Slash Talks Cutting 'Racist' & 'Homophobic' Appetite For Destruction Track

16 August 2018, 13:51

The Guns N' Roses guitarist has talked about the band's decision to axe their One In A Million song from the reissue of their debut album.

Slash has discussed the decision to ditch a controversial Guns N' Roses track from the reissue of Appetite For Destruction.

Watch the band play classic track Paradise City above.

GNR revived their iconic 1987 debut this year, which featured a bumper pack of 73-boxset and B-sides from the era.

However, one song they kept off the track list was One In A Million, which featured on their 1988 EP GN'R Lies, and came under fire at the time for its racist and homophobic lyrics.

See the impressive boxset here:

Guns N'Roses - Locked N'Loaded box set
Guns N'Roses - Locked N'Loaded box set. Picture: Press

Now, in an interview with Rolling Stone, Slash has talked about the track, saying: “We collectively decided that it just didn’t have any place in that box set. It didn’t take long. There wasn’t a big roundtable thing over it.”

Speaking of his own mixed-raced heritage, he added: “It’s never been part of my makeup, to be able to differentiate myself from anybody else because of colour. I went through a lot of that as a kid — in school you’re pigeonholed into being more aware of your background.

“When I started doing my own thing, especially playing guitar, it wasn’t so much of a thing. I never really cared to have to identify one way or another.”

Why Does Slash from Guns N' Roses wear a hat?

Guns N' Roses
Guns N' Roses. Picture: Press

Lyrics from the track include: "Police and ni*****, that's right/Get outta my way/Don't need to buy none of your Gold chains today".

They also include the deeply problematic lines: "Immigrants and fa***s/They make no sense to me/They come to our country..."

In an interview with Rolling Stone in 1989 Axl defended his lyrics, saying: “Why can black people go up to each other and say, ‘n*****,” but when a white guy does it all of a sudden it’s a big putdown?"

He added: “I don’t like boundaries of any kind. I don’t like being told what I can and what I can’t say. I used the word ‘n*****’ because it’s a word to describe somebody that is basically a pain in your life, a problem.
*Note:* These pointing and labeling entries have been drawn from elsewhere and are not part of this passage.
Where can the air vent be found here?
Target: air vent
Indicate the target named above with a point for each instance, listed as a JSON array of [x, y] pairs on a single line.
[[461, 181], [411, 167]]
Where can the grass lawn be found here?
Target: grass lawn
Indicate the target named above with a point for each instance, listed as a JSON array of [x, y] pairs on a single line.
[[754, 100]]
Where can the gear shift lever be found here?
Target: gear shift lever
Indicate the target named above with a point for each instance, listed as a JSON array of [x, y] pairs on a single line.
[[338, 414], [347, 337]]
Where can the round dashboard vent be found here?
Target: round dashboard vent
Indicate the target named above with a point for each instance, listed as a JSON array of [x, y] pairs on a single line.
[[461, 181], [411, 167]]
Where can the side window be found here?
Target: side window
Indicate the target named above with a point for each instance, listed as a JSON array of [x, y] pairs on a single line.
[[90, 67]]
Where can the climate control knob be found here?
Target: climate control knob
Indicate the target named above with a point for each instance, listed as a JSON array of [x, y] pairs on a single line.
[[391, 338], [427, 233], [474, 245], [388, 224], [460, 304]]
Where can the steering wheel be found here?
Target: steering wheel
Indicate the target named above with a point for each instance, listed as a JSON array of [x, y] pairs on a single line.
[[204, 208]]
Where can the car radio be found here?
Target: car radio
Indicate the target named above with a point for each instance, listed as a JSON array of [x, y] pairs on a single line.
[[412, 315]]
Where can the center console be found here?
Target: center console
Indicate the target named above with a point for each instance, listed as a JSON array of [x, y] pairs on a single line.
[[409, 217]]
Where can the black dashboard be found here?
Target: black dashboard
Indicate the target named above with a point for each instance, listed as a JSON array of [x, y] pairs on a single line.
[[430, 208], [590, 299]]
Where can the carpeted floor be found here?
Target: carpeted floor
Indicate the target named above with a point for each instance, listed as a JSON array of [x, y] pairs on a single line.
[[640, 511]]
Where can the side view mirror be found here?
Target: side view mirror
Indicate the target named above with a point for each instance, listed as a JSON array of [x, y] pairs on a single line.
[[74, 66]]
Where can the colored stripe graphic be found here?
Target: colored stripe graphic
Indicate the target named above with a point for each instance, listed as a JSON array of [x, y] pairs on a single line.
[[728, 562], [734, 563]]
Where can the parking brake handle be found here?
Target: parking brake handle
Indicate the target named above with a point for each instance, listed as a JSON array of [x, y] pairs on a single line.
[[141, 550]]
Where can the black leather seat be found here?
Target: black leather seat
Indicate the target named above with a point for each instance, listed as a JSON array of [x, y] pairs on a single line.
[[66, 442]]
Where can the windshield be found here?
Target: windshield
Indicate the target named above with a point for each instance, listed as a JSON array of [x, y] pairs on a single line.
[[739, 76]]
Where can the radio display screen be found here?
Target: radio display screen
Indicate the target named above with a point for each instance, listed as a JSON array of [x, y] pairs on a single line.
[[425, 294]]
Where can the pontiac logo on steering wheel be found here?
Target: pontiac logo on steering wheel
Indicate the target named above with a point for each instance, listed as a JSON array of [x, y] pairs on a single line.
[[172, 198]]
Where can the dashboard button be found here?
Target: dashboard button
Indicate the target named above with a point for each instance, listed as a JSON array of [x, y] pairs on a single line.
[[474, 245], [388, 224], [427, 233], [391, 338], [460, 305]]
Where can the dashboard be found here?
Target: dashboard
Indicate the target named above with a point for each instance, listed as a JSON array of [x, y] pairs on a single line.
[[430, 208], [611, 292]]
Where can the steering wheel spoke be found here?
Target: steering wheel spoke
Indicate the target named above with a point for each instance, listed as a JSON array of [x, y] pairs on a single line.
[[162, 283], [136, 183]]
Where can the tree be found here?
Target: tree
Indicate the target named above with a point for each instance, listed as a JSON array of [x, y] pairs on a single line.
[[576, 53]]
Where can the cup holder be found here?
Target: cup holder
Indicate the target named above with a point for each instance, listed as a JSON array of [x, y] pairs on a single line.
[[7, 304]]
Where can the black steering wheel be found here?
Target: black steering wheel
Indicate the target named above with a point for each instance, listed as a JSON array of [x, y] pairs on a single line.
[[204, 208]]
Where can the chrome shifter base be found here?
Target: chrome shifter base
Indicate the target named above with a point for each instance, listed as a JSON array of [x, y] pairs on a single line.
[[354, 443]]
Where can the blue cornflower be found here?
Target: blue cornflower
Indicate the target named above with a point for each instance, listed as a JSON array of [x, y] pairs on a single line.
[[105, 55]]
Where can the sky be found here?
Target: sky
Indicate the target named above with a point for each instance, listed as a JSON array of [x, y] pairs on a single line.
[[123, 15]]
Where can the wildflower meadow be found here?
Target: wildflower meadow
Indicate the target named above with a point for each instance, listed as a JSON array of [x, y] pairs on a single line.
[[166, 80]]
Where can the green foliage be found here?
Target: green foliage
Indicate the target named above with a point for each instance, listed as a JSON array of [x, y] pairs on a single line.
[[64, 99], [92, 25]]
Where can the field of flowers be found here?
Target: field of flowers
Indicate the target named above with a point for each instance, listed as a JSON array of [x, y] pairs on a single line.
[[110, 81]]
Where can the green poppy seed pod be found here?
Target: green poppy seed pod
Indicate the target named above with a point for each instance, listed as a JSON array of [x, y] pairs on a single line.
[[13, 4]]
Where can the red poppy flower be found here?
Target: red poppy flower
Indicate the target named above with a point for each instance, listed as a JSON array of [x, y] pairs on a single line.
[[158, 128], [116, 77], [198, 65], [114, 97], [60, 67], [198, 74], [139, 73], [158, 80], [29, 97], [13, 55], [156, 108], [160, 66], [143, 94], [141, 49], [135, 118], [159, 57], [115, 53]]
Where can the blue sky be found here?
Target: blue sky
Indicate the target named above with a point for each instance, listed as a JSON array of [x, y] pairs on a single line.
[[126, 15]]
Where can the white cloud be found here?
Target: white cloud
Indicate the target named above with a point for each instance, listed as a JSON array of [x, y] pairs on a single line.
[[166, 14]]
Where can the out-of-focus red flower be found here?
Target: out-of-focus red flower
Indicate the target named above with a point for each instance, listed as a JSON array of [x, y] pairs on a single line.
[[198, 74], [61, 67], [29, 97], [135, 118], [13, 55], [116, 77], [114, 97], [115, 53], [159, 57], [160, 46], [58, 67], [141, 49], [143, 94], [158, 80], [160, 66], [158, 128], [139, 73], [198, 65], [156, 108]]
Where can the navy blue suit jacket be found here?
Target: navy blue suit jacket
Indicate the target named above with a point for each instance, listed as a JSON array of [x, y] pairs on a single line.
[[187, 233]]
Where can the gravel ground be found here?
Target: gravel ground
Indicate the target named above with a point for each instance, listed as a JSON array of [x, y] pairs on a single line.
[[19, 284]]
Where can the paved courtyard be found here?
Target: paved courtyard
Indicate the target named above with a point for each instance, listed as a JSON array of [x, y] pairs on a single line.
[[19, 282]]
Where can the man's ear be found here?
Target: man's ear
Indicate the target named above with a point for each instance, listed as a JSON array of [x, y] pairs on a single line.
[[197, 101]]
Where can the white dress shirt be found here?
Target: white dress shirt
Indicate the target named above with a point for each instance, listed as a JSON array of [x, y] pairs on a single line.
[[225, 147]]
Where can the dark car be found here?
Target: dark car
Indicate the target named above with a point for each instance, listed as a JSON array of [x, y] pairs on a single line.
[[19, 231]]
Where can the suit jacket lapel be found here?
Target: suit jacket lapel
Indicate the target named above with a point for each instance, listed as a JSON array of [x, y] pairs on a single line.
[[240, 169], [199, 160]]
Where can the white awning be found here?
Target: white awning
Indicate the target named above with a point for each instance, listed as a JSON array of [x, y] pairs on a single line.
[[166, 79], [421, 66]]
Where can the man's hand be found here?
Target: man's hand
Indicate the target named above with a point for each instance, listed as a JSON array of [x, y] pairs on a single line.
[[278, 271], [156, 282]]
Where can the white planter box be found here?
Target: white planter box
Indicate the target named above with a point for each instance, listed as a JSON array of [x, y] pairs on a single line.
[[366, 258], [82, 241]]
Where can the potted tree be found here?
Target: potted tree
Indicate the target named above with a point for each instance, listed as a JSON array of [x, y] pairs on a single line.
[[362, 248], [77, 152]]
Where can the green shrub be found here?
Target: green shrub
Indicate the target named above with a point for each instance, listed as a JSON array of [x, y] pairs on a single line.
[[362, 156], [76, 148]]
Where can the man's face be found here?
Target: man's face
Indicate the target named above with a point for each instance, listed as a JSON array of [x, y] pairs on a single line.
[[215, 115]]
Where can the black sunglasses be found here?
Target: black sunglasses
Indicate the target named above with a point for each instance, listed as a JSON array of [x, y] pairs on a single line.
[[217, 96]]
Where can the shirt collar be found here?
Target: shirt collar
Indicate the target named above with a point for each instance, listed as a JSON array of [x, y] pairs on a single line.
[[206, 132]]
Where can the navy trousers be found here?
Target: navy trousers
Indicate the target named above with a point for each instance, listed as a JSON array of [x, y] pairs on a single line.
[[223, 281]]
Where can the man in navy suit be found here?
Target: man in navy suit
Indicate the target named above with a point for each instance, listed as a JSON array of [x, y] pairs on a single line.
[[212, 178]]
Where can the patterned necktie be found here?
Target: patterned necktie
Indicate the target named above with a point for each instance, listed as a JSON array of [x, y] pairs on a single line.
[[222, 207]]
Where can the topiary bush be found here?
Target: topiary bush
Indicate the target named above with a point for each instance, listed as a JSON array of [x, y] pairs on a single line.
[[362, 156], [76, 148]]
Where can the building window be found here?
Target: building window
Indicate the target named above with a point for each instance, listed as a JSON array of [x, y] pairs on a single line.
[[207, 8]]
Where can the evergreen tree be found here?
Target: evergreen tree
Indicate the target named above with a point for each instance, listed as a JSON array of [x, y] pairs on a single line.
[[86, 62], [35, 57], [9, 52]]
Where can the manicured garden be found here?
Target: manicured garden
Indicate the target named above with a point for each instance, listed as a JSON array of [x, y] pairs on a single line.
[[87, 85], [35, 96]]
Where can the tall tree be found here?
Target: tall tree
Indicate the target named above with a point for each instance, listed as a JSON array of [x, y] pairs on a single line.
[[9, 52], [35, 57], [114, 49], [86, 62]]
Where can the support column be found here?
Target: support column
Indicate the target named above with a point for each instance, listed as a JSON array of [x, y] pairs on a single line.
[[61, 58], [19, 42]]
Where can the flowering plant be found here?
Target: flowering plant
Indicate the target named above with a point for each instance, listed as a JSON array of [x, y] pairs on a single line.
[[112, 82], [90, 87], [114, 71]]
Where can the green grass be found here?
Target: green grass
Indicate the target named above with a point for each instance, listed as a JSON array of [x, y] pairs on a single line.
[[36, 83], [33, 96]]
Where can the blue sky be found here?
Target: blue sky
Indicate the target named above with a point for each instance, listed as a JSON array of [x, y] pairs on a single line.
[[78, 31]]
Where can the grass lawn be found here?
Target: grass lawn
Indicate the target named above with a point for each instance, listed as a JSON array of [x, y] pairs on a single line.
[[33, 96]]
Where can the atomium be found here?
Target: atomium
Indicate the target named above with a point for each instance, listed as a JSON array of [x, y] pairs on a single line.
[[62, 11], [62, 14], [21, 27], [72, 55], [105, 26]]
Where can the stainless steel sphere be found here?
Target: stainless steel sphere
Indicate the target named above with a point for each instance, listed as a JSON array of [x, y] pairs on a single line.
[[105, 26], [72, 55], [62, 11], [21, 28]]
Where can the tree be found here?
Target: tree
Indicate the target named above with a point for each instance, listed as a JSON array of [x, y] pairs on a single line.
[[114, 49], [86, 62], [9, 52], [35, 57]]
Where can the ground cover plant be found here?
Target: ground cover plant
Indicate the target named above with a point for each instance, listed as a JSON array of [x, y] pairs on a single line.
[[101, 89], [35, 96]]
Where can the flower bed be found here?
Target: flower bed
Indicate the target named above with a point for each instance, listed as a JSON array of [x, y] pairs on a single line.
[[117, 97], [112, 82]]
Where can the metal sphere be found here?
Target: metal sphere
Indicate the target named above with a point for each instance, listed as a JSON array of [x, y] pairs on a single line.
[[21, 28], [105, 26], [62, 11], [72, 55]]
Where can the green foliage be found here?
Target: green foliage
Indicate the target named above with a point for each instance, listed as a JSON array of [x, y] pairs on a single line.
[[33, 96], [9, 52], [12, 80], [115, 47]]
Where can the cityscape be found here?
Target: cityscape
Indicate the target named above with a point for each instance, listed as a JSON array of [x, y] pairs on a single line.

"The word ‘n*****’ doesn’t necessarily mean black.”

Watch Guns N' Roses share the stage with Foo Fighters below:

Meanwhile, Slash has talked about the possibility of Guns N' Roses recording a new album, telling Eddie Trunk on his Sirius XM show, Trunk Nation: "It’s been talked about. I think everybody wants to do it, and we’ll just see what happens.

"We’ve been busy doing this running around the planet."